On Oct. 31, 2005, Halbach, on assignment for AutoTrader magazine, went to Avery’s Auto Salvage to photograph a minivan Steven Avery was selling. Sometime that day, investigators believe, Halbach was murdered. Her Toyota RAV4 was found partially concealed at the salvage yard with Avery’s blood in it. Soon after, bone fragments confirmed to be Halbach’s were found in a burn pit on the Avery property. On Nov. 11, 2005, Avery was arrested and charged with Teresa Halbach’s murder as well as kidnapping, sexual assault, and mutilation of a corpse.
Avery’s nephew, Brendan Dassey, was charged in 2006 as an accessory to the murder, after confessing under interrogation to helping his uncle kill Halbach. Dassey was interrogated by investigators without his court-appointed attorney present. For whatever reason, Len Kachinsky didn’t feel his presence was necessary while his intellectually disabled client was questioned as an accessory to murder. He was removed by the court soon after.
(Earlier this year, Kachinsky — who, somehow, was promoted to a judgeship — was arrested for stalking and violating a temporary restraining order held against him by one of his former clerks.)

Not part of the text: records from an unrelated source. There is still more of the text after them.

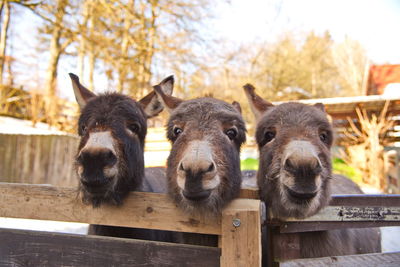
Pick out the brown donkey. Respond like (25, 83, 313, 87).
(244, 84, 381, 258)
(70, 73, 172, 239)
(153, 86, 246, 218)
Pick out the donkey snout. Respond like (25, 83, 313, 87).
(179, 160, 216, 175)
(284, 156, 322, 177)
(78, 148, 117, 169)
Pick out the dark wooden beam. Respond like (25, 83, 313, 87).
(0, 228, 220, 267)
(330, 194, 400, 206)
(277, 221, 400, 234)
(279, 252, 400, 267)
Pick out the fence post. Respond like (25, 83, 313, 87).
(220, 199, 262, 267)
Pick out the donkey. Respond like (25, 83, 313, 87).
(69, 73, 172, 239)
(153, 85, 246, 245)
(244, 84, 381, 258)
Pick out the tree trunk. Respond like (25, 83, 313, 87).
(141, 1, 158, 94)
(116, 1, 133, 93)
(135, 0, 157, 97)
(77, 0, 90, 79)
(0, 0, 11, 86)
(87, 41, 95, 91)
(44, 0, 68, 126)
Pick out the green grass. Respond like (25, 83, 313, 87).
(241, 158, 259, 170)
(332, 157, 363, 184)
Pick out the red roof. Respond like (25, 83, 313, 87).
(367, 64, 400, 95)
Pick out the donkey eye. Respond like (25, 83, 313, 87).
(225, 128, 237, 140)
(319, 131, 329, 143)
(128, 123, 140, 133)
(264, 131, 276, 143)
(173, 127, 183, 136)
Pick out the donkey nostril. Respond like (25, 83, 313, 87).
(314, 162, 322, 174)
(206, 163, 215, 172)
(107, 151, 115, 160)
(179, 162, 185, 171)
(105, 151, 117, 166)
(284, 158, 295, 172)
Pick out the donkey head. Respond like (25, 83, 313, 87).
(154, 86, 246, 215)
(244, 84, 333, 219)
(70, 73, 173, 207)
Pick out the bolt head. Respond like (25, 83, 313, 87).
(232, 218, 241, 227)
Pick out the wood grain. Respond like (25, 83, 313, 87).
(284, 206, 400, 222)
(0, 183, 221, 235)
(279, 252, 400, 267)
(220, 199, 262, 267)
(239, 187, 259, 199)
(0, 134, 79, 187)
(0, 228, 220, 267)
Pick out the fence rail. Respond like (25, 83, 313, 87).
(0, 182, 262, 267)
(0, 228, 220, 267)
(267, 193, 400, 266)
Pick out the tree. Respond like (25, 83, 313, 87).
(74, 0, 213, 98)
(35, 0, 74, 125)
(0, 0, 11, 86)
(333, 37, 369, 96)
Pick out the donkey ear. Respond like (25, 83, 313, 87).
(139, 75, 177, 117)
(232, 101, 242, 114)
(69, 73, 96, 109)
(152, 76, 183, 113)
(243, 83, 273, 120)
(314, 103, 326, 112)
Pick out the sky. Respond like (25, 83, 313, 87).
(7, 0, 400, 101)
(213, 0, 400, 63)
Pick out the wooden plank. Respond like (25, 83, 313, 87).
(220, 199, 262, 267)
(330, 194, 400, 207)
(239, 187, 259, 199)
(0, 183, 221, 235)
(0, 134, 79, 187)
(0, 228, 220, 267)
(284, 206, 400, 222)
(279, 252, 400, 267)
(272, 232, 300, 262)
(278, 221, 400, 233)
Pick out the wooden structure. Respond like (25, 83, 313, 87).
(267, 194, 400, 266)
(0, 134, 79, 187)
(367, 64, 400, 96)
(0, 182, 399, 266)
(0, 183, 262, 266)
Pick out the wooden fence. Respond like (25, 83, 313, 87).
(0, 181, 399, 266)
(0, 134, 79, 187)
(267, 194, 400, 266)
(0, 183, 262, 266)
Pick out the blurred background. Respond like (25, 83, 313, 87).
(1, 0, 400, 192)
(1, 0, 400, 250)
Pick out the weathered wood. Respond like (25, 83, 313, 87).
(267, 194, 400, 233)
(0, 183, 221, 235)
(330, 194, 400, 207)
(220, 199, 262, 267)
(284, 206, 400, 222)
(239, 186, 259, 199)
(278, 221, 400, 233)
(279, 252, 400, 267)
(272, 232, 301, 262)
(0, 228, 220, 267)
(0, 134, 79, 187)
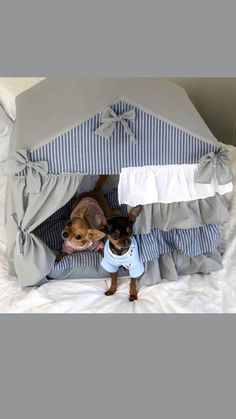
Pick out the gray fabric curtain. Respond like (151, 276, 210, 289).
(6, 173, 84, 287)
(133, 194, 230, 234)
(158, 250, 222, 281)
(138, 250, 222, 288)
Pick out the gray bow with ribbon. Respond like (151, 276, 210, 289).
(0, 149, 48, 193)
(194, 148, 233, 185)
(94, 106, 137, 143)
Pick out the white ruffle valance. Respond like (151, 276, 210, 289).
(118, 164, 233, 206)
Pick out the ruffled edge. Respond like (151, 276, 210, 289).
(118, 164, 233, 205)
(140, 250, 223, 286)
(133, 194, 230, 234)
(135, 225, 220, 262)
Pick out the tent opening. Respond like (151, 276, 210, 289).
(32, 175, 128, 280)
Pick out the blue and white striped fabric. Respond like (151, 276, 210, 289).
(53, 252, 102, 272)
(33, 189, 220, 271)
(52, 225, 220, 272)
(33, 197, 77, 252)
(25, 101, 219, 175)
(135, 225, 220, 262)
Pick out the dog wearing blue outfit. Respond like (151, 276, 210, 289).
(101, 237, 144, 278)
(101, 205, 144, 301)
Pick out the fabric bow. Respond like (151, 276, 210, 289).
(0, 149, 48, 193)
(94, 106, 137, 143)
(194, 148, 233, 185)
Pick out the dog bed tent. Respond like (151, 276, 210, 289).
(1, 78, 233, 287)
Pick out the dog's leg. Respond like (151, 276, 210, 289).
(99, 248, 104, 257)
(105, 272, 118, 296)
(129, 278, 138, 301)
(93, 175, 108, 192)
(55, 252, 67, 262)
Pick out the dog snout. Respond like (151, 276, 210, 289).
(62, 231, 69, 239)
(121, 237, 131, 247)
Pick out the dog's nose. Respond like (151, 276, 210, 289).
(62, 231, 69, 239)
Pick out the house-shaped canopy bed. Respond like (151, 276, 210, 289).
(1, 78, 232, 287)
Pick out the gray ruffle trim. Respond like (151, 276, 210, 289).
(133, 194, 230, 234)
(140, 250, 222, 286)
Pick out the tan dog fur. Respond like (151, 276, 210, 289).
(58, 176, 121, 259)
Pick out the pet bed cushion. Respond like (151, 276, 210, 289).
(48, 251, 222, 285)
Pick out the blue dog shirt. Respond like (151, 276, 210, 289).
(101, 237, 145, 278)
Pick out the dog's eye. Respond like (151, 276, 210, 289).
(68, 221, 72, 227)
(126, 225, 132, 233)
(104, 225, 112, 234)
(75, 235, 81, 240)
(111, 230, 120, 239)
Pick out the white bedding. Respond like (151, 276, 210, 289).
(0, 111, 236, 312)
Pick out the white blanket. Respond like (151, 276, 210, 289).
(0, 121, 236, 311)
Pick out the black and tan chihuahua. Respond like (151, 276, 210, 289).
(101, 205, 144, 301)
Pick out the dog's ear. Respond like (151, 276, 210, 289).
(87, 229, 106, 241)
(94, 214, 107, 228)
(76, 202, 90, 219)
(128, 205, 142, 222)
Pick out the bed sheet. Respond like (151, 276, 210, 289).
(0, 122, 236, 311)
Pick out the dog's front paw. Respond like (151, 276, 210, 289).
(105, 290, 115, 296)
(129, 294, 138, 302)
(55, 253, 66, 262)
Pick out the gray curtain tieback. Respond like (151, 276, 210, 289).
(94, 106, 137, 143)
(0, 149, 48, 193)
(194, 149, 233, 185)
(11, 214, 24, 257)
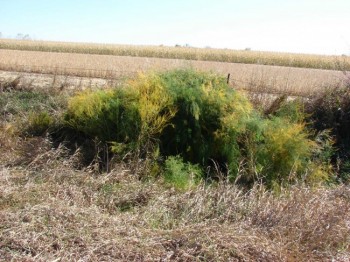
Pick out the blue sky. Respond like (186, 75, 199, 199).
(1, 0, 349, 55)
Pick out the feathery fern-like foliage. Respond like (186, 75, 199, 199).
(62, 69, 331, 187)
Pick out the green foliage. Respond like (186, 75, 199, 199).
(61, 69, 332, 187)
(338, 161, 350, 183)
(231, 114, 327, 186)
(164, 155, 203, 190)
(0, 90, 66, 139)
(159, 69, 252, 169)
(312, 130, 335, 164)
(127, 73, 177, 152)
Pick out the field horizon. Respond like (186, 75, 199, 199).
(2, 37, 347, 56)
(1, 38, 350, 71)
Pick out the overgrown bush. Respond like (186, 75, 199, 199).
(158, 69, 252, 170)
(61, 69, 331, 187)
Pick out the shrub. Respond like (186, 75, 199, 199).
(232, 114, 327, 186)
(61, 69, 331, 187)
(273, 99, 307, 124)
(256, 118, 317, 184)
(159, 69, 252, 170)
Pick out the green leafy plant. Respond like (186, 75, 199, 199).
(273, 99, 307, 123)
(159, 69, 252, 170)
(126, 73, 177, 154)
(164, 155, 203, 190)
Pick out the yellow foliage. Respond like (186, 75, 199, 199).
(128, 73, 177, 140)
(67, 89, 115, 118)
(220, 91, 253, 133)
(306, 163, 332, 186)
(261, 119, 318, 180)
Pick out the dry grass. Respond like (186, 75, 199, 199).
(0, 70, 120, 92)
(1, 38, 350, 70)
(0, 49, 348, 96)
(0, 131, 349, 261)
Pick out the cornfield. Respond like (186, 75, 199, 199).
(1, 38, 350, 70)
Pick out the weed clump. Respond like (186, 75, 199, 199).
(158, 69, 252, 171)
(61, 69, 331, 187)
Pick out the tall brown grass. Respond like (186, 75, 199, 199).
(0, 145, 349, 261)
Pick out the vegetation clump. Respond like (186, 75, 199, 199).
(63, 69, 331, 187)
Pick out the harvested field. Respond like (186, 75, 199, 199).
(0, 49, 348, 96)
(1, 39, 350, 70)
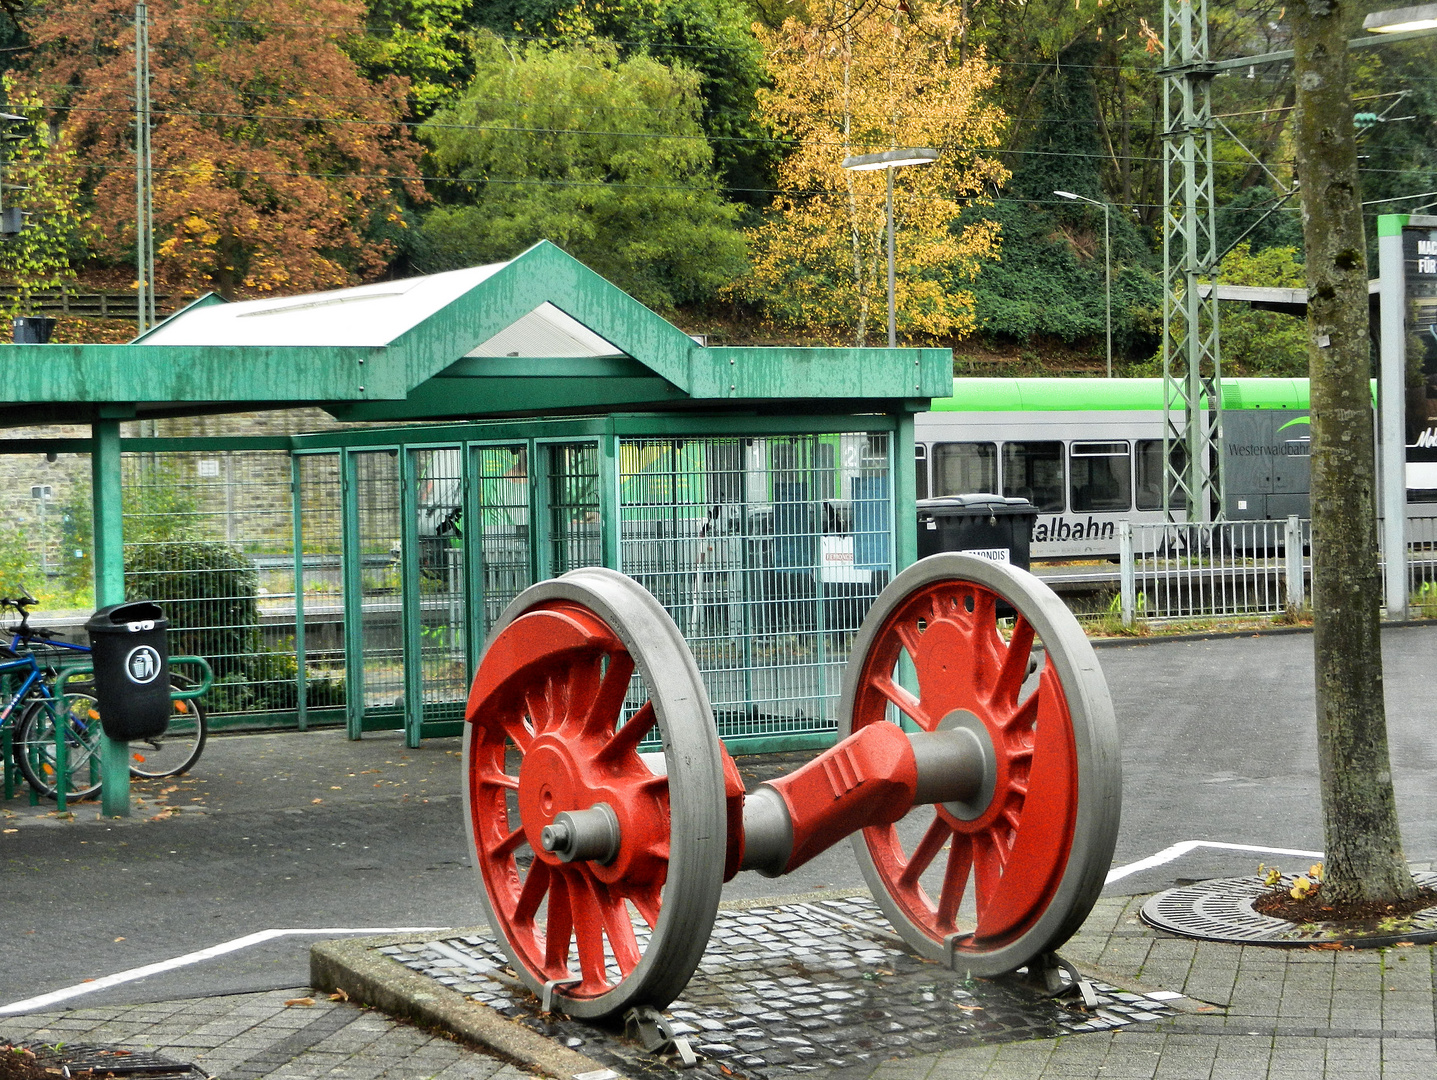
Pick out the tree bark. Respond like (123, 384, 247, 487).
(1290, 0, 1418, 905)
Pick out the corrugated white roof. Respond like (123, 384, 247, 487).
(142, 264, 507, 347)
(136, 263, 625, 359)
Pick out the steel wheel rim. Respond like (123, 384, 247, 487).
(463, 567, 726, 1019)
(130, 686, 206, 778)
(840, 553, 1121, 975)
(18, 693, 103, 800)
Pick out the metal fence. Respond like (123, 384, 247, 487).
(617, 434, 892, 746)
(123, 451, 298, 720)
(1118, 515, 1437, 627)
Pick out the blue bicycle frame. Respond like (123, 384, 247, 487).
(1, 603, 97, 810)
(0, 649, 95, 811)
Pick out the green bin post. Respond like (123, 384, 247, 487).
(93, 418, 131, 818)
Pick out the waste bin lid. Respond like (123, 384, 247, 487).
(86, 600, 166, 631)
(917, 494, 1036, 515)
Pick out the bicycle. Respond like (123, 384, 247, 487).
(2, 594, 209, 800)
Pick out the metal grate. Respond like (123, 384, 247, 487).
(23, 1043, 206, 1080)
(618, 434, 892, 744)
(1140, 871, 1437, 945)
(1120, 517, 1305, 624)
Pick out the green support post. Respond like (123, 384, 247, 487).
(531, 442, 553, 583)
(93, 419, 130, 818)
(893, 411, 918, 571)
(340, 450, 364, 740)
(599, 427, 620, 571)
(399, 448, 422, 748)
(291, 454, 308, 731)
(461, 443, 484, 675)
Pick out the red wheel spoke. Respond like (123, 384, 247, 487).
(970, 589, 997, 632)
(936, 834, 974, 930)
(898, 813, 953, 888)
(523, 684, 552, 736)
(972, 834, 1003, 919)
(580, 650, 635, 738)
(514, 859, 552, 928)
(993, 616, 1035, 707)
(1004, 687, 1040, 736)
(869, 675, 938, 731)
(543, 870, 574, 972)
(476, 767, 519, 791)
(629, 883, 662, 929)
(568, 873, 613, 987)
(894, 620, 924, 660)
(597, 700, 657, 763)
(491, 825, 527, 858)
(585, 878, 641, 974)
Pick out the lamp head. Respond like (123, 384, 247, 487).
(1364, 3, 1437, 32)
(842, 148, 941, 171)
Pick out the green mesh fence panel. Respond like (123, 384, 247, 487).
(412, 446, 467, 721)
(617, 433, 893, 744)
(122, 451, 297, 719)
(296, 453, 345, 719)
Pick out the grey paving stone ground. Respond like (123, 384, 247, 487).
(0, 988, 540, 1080)
(7, 893, 1437, 1079)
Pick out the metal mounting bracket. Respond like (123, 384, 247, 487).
(624, 1005, 699, 1068)
(540, 975, 582, 1014)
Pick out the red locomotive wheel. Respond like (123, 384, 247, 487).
(463, 568, 727, 1020)
(840, 553, 1121, 976)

The prosecution, led by sleaze lord Ken Kratz, argued Avery raped and murdered Halbach before burning her body and dumping her car in a secluded part of his property. Dassey assisted him in this, and Dassey’s confession helped paint the lurid details Kratz used in his arguments.
Dean Strang and Jerome Buting, meanwhile, said Manitowoc County Sheriff’s deputies had planted evidence, most notably the blood found in the RAV4. Strang and Buting claimed to have found an 11-year-old vial of Avery’s blood, unsealed in the local Clerk of Courts office. They said this vial was the source of the blood in Halbach’s car.
Avery was found guilty and sentenced to life in prison without the possibility of parole. Dassey, astonishingly, was also found guilty for his “part” in the crime, and sentenced to life in prison. He’ll be eligible for parole in 2048, when he’s 59 years old.
Did Avery do it?
From the jump, Making a Murderer has been a documentary that sets out to prove a man’s innocence. And it does present a lot of evidence that supports this. But it also leaves out a great deal of evidence that maybe, actually, he did do it.
“They don’t even tell you 80 percent of the evidence that the jury saw,” Kratz actually told Maxim (natch). For example, Kratz says in a separate email that Avery used a fake name and phone number when he initially placed the call that brought Halbach to the property. Maybe he was just doing character work for an improv class?
And that’s just the tip of the iceberg when it comes to evidence that contradicts the documentary.
Avery has appealed for a new trial numerous times, and has come up short on all of them.
Dassey, meanwhile, had his conviction overturned by a three-person federal court. But the state of Wisconsin requested to reargue the case in front of the full panel, which upheld the conviction. His lawyers appealed to the Supreme Court in 2018, but their case was denied.
There’s speculation the second season will present new evidence that points toward Avery’s and Dassey’s innocence. After all, it’s unlikely an attorney as high-powered as Kathleen Zellner would take the case without seeing something that’s assured her she could exonerate him. Similarly, the trailer seems to point in the direction of other suspects, likely someone Halbach knew. Zellner seems to think this person is Halbach’s ex-boyfriend, Ryan Hillegas.
Or maybe it has something to do with that cell tower mentioned in the trailer? I listened to the first season of Serial, and when the cell towers start getting pinged, you know shit’s about to get real.